To serve is to become a part of the experience of the person we are serving. It is a relationship of equality and a dynamic interaction that flows both ways. When we serve, we give and receive. The benefits are mutual and our hearts and souls are expanded in the process. Serving is not about doing; it's about being. It's about being authentic and allowing our innate healing presence to shine forth. In service, we offer our support in whatever way is called for in the moment, allowing our client to receive whatever is needed at the time for healing and well-being. To serve is an opportunity to explore the meaning of the self and what it means to be human. Rachel Naomi Remen reminds us that: "We can only serve that to which we are profoundly connected to that which we are willing to touch."2
Relating to the Individual
For more than 25 years, I have worked with elders who require care because of the debilitating effects of aging or illness. Caregiving is certainly complex and there are many things that must be done. Personal care needs, mobility assistance, medical treatment, social activities and safety are all important. However, I've seen that so much emphasis is placed on what must be done that the caregivers often relate more to the condition rather than the individual inside that aging body.

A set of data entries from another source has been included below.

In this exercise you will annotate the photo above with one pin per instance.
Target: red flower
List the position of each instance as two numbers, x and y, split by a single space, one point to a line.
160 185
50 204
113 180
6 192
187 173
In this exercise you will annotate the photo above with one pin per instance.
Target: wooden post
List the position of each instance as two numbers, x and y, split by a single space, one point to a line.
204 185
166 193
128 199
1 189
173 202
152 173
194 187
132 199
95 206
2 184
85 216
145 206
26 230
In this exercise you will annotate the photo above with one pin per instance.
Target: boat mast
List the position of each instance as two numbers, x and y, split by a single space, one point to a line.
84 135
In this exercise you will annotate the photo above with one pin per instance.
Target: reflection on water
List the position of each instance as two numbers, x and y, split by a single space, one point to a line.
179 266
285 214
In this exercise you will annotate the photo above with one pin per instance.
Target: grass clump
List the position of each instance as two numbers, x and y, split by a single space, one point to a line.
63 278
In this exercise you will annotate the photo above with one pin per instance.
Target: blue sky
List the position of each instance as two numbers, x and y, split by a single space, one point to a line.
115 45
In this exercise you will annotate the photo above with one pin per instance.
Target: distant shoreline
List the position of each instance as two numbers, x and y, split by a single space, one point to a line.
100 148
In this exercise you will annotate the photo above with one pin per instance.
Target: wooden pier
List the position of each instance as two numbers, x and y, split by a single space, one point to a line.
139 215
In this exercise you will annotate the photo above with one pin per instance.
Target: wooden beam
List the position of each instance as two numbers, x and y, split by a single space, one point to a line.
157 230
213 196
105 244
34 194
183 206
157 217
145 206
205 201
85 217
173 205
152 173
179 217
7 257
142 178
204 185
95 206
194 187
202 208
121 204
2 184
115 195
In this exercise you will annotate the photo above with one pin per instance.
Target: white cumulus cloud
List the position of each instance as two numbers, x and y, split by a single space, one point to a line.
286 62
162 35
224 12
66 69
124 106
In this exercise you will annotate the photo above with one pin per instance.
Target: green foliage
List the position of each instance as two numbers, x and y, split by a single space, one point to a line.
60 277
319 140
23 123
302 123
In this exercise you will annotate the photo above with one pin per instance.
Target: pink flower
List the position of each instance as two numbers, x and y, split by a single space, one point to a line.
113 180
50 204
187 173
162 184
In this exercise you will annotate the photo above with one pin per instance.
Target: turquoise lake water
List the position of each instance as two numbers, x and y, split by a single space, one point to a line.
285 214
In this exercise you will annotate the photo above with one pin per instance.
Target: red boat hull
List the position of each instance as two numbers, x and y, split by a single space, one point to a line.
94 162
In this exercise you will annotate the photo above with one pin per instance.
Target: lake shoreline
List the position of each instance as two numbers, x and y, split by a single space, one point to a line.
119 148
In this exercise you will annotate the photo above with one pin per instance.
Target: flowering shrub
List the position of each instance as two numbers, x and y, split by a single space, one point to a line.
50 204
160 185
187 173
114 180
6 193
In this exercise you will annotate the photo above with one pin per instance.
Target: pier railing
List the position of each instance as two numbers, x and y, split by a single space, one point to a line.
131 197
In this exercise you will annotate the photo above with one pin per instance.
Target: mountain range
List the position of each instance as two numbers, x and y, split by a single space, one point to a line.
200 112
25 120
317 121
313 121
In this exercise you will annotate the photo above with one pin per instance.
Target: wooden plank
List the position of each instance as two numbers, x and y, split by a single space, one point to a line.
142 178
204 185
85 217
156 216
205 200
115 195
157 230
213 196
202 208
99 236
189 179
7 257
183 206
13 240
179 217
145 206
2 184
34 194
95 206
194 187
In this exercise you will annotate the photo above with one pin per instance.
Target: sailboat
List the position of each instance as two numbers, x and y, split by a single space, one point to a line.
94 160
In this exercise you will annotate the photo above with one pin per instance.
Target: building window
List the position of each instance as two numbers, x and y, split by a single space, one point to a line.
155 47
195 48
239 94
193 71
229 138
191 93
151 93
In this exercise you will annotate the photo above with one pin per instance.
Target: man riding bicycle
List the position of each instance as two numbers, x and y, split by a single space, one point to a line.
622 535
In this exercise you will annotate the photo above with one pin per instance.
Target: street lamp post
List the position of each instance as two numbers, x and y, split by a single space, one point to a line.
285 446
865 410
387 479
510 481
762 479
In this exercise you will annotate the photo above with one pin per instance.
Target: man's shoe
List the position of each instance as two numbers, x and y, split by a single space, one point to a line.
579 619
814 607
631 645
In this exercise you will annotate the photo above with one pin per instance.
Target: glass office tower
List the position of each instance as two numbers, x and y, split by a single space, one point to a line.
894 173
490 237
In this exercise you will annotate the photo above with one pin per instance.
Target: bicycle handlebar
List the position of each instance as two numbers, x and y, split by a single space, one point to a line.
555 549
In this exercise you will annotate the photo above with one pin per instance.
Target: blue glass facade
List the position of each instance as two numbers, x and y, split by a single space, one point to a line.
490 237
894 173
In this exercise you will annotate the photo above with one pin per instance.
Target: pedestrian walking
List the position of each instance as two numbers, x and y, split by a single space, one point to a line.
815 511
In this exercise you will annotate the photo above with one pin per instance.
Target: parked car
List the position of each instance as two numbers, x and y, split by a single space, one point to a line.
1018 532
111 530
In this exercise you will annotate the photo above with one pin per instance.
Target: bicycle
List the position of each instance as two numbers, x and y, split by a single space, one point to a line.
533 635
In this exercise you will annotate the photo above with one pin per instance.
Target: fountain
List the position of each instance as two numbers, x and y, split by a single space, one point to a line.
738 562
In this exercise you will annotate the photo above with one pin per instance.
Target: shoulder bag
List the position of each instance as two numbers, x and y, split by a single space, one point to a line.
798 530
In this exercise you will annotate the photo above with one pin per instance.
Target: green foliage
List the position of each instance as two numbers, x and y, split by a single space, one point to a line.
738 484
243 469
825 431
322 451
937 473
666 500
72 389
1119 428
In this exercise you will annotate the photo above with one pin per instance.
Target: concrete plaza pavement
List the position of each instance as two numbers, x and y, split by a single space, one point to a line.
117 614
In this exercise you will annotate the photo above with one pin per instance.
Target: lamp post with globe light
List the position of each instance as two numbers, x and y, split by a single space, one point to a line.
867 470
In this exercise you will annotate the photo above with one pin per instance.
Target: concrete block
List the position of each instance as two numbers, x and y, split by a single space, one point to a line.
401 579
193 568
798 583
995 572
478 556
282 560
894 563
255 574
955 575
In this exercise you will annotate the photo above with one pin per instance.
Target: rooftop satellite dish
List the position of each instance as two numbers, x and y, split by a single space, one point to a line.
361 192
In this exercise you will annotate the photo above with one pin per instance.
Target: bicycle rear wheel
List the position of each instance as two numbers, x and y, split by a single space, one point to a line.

The individual is the core essence of each person. It never changes, regardless of age or the condition of the body or mind. When my attention is focused on the individual, my hands naturally follow to touch with compassion. I've witnessed hundreds of times what happens when I, the caregiver, stop doing to simply be present and touch the individual. In these moments, I truly serve and a space for healing opens. Not healing in terms of a cure, but a sense of wholeness, acceptance and well-being. These are the sacred moments when pain and suffering are eased and we are both uplifted.
A Sacred Moment
For two years, I provided Compassionate Touchsessions for a gentleman I'll call Mr. Edwards. He resided in a skilled nursing facility and his condition included dementia and the residual effects of a stroke, which left him unable to walk. The facility's staff struggled with him because he would become combative when he felt overwhelmed or confused. He only left his room for meals, refusing to attend other activities. He asked to have massage because of back pain, but it became clear during our first visit that he yearned to be touched and to be accepted. He told me about how his mother would soothe him as a child by rubbing his back.
During our sessions, he loved to tell me about his career as the president of a large loan company, while I massaged his back or feet. He often would fall into a peaceful sleep. Although, his physical and mental condition gradually diminished, he consistently seemed to find comfort from massage. One day the facility was having a party. After giving Mr. Edwards his massage, I was preparing to leave when he sat up as straight as he could in his wheelchair, held out his hand and said to me, "May I have the honor of your company at the party?" That was a sacred moment I will never forget. And, by the way, yes, I went to the party and we had a lovely time!